Ludwig Harig
(Sulzbach/Saar 1927 – ebenda 2018)
Dichterleben
Johannes saß am Meer, zeitlos auf einer Insel.
ich steh an meinem Pult mit striktem Schreibtermin.
Er sitze nah bei Gott, schreibt Friedrich Hölderlin.
Ich stehe fern von ihm mit meinem Tintenpinsel.
Doch hilft kein dunkles Wort, kein ahnendes Gewinsel.
Ob leeres Pergament, ob ein Papier von DIN,
was zählt, ist Energie, ist Fleiß und Disziplin
im freien Letternspiel. Es pulst das Sprachgerinnsel.
Zwei Dichter führen wir den Schabernack im Schilde:
Wir tun als schüfe Gott nach seinem eignen Bilde
den Menschen wieder neu - doch besser als er ist.

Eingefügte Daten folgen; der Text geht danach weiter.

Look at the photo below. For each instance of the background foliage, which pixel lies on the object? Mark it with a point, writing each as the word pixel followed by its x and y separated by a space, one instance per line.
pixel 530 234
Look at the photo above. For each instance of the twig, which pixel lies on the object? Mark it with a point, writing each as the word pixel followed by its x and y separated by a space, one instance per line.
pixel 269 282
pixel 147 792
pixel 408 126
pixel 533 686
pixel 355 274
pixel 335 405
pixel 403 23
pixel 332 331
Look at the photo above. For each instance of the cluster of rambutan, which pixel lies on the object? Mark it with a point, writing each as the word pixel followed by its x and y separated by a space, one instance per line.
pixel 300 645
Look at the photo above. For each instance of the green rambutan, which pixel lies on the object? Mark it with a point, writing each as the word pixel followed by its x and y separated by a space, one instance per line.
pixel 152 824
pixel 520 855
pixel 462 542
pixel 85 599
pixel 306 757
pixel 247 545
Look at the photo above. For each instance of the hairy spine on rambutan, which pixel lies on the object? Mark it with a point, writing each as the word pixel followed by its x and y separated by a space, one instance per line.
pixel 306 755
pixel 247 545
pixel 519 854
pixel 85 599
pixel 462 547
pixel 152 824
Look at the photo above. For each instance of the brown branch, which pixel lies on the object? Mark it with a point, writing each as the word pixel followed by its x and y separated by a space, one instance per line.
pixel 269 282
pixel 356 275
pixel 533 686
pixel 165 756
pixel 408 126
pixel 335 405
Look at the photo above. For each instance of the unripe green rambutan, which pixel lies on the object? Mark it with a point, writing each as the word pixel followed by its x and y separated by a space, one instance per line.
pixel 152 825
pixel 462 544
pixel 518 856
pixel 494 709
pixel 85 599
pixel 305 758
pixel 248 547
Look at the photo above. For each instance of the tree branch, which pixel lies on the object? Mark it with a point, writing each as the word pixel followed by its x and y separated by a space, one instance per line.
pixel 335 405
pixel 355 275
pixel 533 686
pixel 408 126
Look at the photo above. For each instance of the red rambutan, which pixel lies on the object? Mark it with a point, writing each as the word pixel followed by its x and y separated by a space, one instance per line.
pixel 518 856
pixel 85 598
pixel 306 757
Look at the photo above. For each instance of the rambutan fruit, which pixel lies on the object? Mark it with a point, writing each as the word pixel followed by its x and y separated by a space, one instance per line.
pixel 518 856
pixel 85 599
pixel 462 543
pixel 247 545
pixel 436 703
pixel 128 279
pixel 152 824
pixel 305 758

Es wandeln Hand in Hand der Zahme und der Wilde
in unsrer neuen Welt durch kosmische Gefilde.
Da staunt der Philosoph und auch der Germanist.
Aus: Neue Deutsche Literatur. Heft 4, Berlin 2002
»Hüpft ein Springinsfeld trällernd ins Ernteviertel seines Jahrhunderts, hat er ein Geheimnis. Ludwig Harig, mit dem Schlummer eines Kindes und den Mühlradaugen eines Dichters gesegnet, turnt hinreißend im Wortzirkuszelt. Sein Jungbrunnen ist die dauernde Jugendliebe: sein kreuzweiser Paarreim auf diese Welt.«
Richard Pietraß
Ludwig Harig wurde 1927 in Sulzbach im Saarland geboren, arbeitete zunächst als Volksschullehrer und seit 1974 als freier Schriftsteller. In der Lyrik gehörte er in zu einem der wichtigsten Vertreter der Konkreten Poesie. Mitte der sechziger Jahre brachte er die Erfahrungen des experimentellen Schreibens auch ins Hörspiel ein und entwickelte sich zu einem Erneuerer des Genres. Seine Arbeit wurde mit zahlreichen Preisen ausgezeichnet, unter anderem mit dem Marburger Literaturpreis, dem Hörspielpreis der Kriegsblinden und 1994 mit dem Friedrich-Hölderlin-Preis. Ludwig Harig starb am 5. Mai 2018 in seinem Geburtsort.